The National Museum – Architecture, Norway

The aim of the Architecture in Comic Strip Form exhibition was to shed light on an unusual type of architectural visualization. The exhibition showed how architects use comic strips to create their own works, collaborate with other professionals, communicate their ideas and concepts, and convey architectural criticism.

Although traditional architectural drawings are well suited for identifying problems, visualizing solutions, and providing precise information about technical details, scale, and design, they are often difficult for laypeople to interpret. Many architects have therefore chosen to use the comic strip medium’s distinctive mix of words and images to supplement their conventional visual representations. The genre’s characteristic imagery, onomatopoeia, speech and thought balloons, and capacity to present a variety of cross-sections and perspectives are used to create stories about people’s encounters with architecture. The combination of text and imagery makes it possible to express a complex message in a readily understandable and succinct manner, in a visual style that is accessible to a wider audience.

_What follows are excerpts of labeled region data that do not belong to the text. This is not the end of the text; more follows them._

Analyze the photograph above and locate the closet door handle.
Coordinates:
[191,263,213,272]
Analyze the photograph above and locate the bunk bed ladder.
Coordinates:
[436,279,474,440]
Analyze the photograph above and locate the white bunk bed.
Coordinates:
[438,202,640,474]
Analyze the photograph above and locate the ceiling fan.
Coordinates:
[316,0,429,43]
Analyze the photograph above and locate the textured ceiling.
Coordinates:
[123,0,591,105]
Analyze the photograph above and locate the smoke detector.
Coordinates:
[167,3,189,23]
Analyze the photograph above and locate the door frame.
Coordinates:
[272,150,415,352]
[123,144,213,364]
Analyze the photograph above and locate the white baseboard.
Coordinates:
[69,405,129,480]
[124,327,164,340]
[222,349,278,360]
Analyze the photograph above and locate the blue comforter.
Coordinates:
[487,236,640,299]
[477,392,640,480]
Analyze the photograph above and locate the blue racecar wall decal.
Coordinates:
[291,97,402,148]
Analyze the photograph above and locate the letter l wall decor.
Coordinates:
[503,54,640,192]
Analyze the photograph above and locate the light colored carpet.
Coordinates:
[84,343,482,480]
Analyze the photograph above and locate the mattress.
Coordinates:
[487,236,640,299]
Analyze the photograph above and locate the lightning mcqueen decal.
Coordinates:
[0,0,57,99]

The exhibition presented around eighty works, most of which are comics that architects have created by themselves, commissioned, or collaborated on with comic strip artists. Most of the works were taken on loan by the National Museum especially for this exhibition and spanned a wide range of different countries and eras. A defining selection criterion has been that the comic strips have consisted of several panels that together tell a story.

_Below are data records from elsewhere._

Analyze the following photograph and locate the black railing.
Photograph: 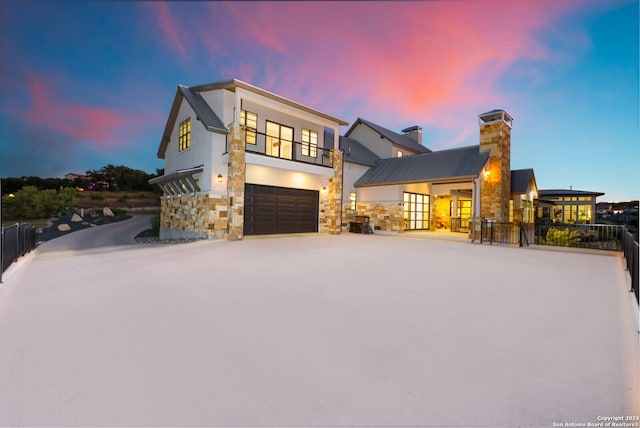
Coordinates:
[535,223,626,251]
[622,230,640,303]
[469,218,533,246]
[227,130,333,167]
[0,223,36,279]
[451,217,469,232]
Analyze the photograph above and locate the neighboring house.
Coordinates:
[340,110,537,232]
[537,189,604,224]
[150,80,537,240]
[64,172,88,181]
[150,79,348,240]
[509,168,538,223]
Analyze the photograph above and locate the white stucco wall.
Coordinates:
[164,99,215,191]
[342,162,370,203]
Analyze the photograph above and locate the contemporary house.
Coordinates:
[150,80,347,240]
[537,189,604,224]
[340,110,537,232]
[150,80,537,240]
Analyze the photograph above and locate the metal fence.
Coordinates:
[622,230,640,303]
[469,218,534,247]
[535,223,626,251]
[0,223,36,280]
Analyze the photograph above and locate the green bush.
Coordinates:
[2,186,76,220]
[150,215,160,236]
[546,227,580,247]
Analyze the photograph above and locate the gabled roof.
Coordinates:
[538,189,604,198]
[190,79,349,126]
[355,146,489,186]
[511,168,535,193]
[344,117,431,153]
[336,133,380,166]
[157,85,229,159]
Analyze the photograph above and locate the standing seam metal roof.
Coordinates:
[355,146,489,186]
[511,168,533,193]
[344,117,431,153]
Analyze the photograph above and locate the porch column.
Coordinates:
[227,122,246,241]
[327,149,343,235]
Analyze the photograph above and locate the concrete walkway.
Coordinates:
[0,232,639,427]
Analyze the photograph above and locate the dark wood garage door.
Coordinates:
[244,184,319,235]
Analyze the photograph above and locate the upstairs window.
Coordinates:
[240,110,258,144]
[265,120,293,159]
[302,129,318,158]
[178,118,191,151]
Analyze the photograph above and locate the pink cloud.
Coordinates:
[194,0,580,144]
[145,1,187,59]
[19,72,141,148]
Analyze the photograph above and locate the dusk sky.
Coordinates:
[0,0,640,201]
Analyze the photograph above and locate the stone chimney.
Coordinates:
[479,110,513,223]
[401,125,422,144]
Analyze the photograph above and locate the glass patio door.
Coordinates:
[404,192,429,230]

Some of the works, such as Le Corbusier’s Lettre à Madame Meyer (1925) and Archigram’s Space Probe / Zoom (1964), are not comic strips in a strict sense but are rather kindred examples of words and images being used together. Works by comic strip creators such as Winsor McCay (Little Nemo in Slumberland, 1911), François Schuiten and Benoît Peeters (Brüsel, 1992), and Chris Ware (Building Stories, 2012) were also represented because they have influenced the way architects have used the comic strip medium. Architectural models, books, animation films, and interviews helped flesh out the relationship between architecture and comics and to add variation and depth to the exhibition.

The exhibition was divided into seven thematic categories: Inspiration, Subjective reportage, Imagination, Concept, Critique, Design Tool, and Presentation. This categorization intended to clarify how and why architects use the comic strip medium. All seven categories exploited the communicative potential of comic strips, while the genre’s ability to tell stories, construct reality, and present complex statements comes variously to the fore. Selected works by Jean Nouvel, OMA, Drawing Architecture Studio, Alexandre Doucin, Håkon Matre Aasarød, Fréderic Bézian, Wes Jones, Jimenez Lai, and others illustrated the tremendous variety in architectural comics – from small, hand-drawn comics to large formats and digitally created works.

Architect Håkon Matre Aasarød, who was in charge of the architecture of the exhibition, created a three-dimensional interpretation of the typical characteristics of comics by using strips and frames.

The exhibition was inspired by Mélanie van der Hoorn’s book Bricks & Balloons: Architecture in Comic-Strip Form.

On the occasion of the exhibition, the National Museum published a catalogue of the same name in both English and Norwegian.

Curators: Anne Marit Lunde and Mélanie van der Hoorn

Project Manager: Nina Frang Høyum

Exhibition Design: Vardehaugen / Håkon Matre Aasarød

Graphic Design: Bielke & Yang

On the occasion of the exhibition, the National Museum published the exhibition catalogue Arkitekturstriper: Architecture in Comic-Strip Form ISBN 978-82-8154-106-1 (EN/NO)

The catalogue contains the transcription of a dialogue between the two curators Anne Marit Lunde and Mélanie van der Hoorn, in which they explain their concept, starting points, intentions as well as the challenges they faced with the project of the exhibition. In the book, portraits of six architects and firms are included who have regularly used the comic-strip form and continually reflect upon its potential. The portraits give an impression of their motivations, approaches, narratives and graphic diversity. The book includes images from most of the works shown in the exhibition.